The specific attacks (numbered in the hundreds) on the Atlanta data center were volumetric in nature, according to Forster  “A volumetric attack is the most common type of DDoS attack in which a cannon of garbage traffic is directed toward an IP address, wiping the intended victim off the Internet. It’s the virtual equivalent to intentionally causing a traffic-jam using a fleet of rental cars, and the pervasiveness of these types of attacks has caused hundreds of billions of dollars in economic loss globally.” Forster writes, further, that it’s typical for Linode to get dozens of such attacks each day, for which there response tool is remote-triggered blackholing. “When an IP address is ‘blackholed,’ the Internet collectively agrees to drop all traffic destined to that IP address, preventing both good and bad traffic from reaching it,” the author writes. Blackholing fails or is ineffective, he goes on to explain, when the targeted IP is a critical piece of their or their colocation providers’ network infrastructure (e.g., API endpoints or DNS servers) that affects many others’ connections. Additionally, the article explains, Linode’s customers have secondary IP addresses on their routers, which are susceptible to attack and, in this case, were subject to dozens of simultaneous attacks. Mitigation was manual, so exceptionally challenging, slow and error-prone; also, only so much blackholing can be done at any one time because it may also be subject to error. Finally, the colocation providers’ crossconnects also became the subject of attacks. He writes, “a crossconnect can generally be thought of as the physical link between any two routers on the Internet.
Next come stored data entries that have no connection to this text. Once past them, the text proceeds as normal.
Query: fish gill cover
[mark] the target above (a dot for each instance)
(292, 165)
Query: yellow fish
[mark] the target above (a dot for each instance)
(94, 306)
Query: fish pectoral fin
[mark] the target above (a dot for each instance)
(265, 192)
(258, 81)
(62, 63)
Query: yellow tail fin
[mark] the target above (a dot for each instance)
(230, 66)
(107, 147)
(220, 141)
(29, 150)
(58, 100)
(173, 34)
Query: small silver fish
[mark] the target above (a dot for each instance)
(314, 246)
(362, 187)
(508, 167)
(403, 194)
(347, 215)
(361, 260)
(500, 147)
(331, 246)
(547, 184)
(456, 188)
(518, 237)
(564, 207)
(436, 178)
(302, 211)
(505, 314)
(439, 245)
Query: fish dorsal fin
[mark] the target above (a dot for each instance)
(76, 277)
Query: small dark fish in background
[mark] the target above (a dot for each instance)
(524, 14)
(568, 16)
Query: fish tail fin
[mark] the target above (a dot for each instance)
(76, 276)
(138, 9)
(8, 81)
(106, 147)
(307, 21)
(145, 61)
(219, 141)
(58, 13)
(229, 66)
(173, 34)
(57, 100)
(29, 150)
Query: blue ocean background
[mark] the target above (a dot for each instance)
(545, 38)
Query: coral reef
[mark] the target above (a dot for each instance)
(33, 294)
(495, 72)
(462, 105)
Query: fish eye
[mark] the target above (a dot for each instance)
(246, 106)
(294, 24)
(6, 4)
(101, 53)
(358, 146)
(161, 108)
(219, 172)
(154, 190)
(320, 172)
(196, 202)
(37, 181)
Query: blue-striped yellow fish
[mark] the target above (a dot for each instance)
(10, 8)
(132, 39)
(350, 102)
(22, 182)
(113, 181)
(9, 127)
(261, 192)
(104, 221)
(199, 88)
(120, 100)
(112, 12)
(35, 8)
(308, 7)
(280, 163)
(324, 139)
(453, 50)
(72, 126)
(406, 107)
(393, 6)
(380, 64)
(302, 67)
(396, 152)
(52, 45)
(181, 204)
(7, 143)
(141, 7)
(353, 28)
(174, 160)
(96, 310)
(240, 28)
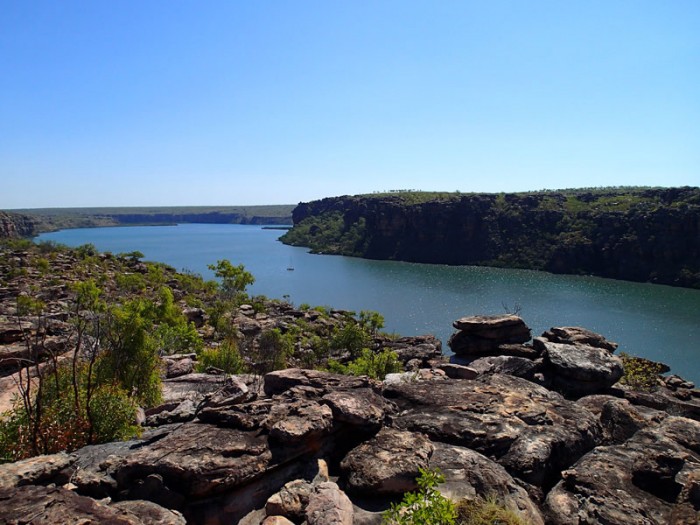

Each side of this physical link needs an IP address so that the two routers can communicate with each other, and it was those IP addresses that were targeted.” The attacks were unpredictable and many in number, if not entirely novel in nature.

In the statement, Forster of Linode additionally shared that they felt apologetic, humbled by the experience and that lessons were learned, specifically: 1) don’t depend on middlemen, i.e., the colocation partners for IP transit; 2) absorb larger attacks, i.e., increase IP transit capacity ; and 3) do a better job of letting customers know what’s happening, which they successfully did on Sunday.

Reason article was selected:

That malicious DDoSing or non-white-hat hacking is unethical is largely uncontested.  (Next week, I will choose to write on an issue that is more controversial, perhaps.)  Still, I selected the article because it’s a timely, fascinating topic regarding the ethics of the internet and computing, when hackers can cause so much harm from the dark depths of the digital realm.

Linode has handled the situation very well, providing informative status updates to its customers in real time, so that customers’ loyalty is likely unshaken.  Indeed, in the comments section of the article, many customers wrote that they were grateful for Linode’s articulated response and its employees’ hard work to correct the issues over their holiday season vacations.  They expressed they were understanding of the difficulty of fighting a fire and simultaneously reporting on it while doing so.

Personal/social values at stake:

The hackers' actions are not only unethical, but illegal, harming an honest company’s services for which customers have paid and have businesses that rely.  As far as who were/are the perpetrators -- one may simply give blame to anonymous, irrational actors, hackers bent on mindless disruption, or, alternatively, perhaps, unscrupulous competitors who wish to damage their opponent’s business.

Credibility of sources:

Both documents are primary sources, provided by Linode company employees, all representatives of the victim of the DDoS hacking itself.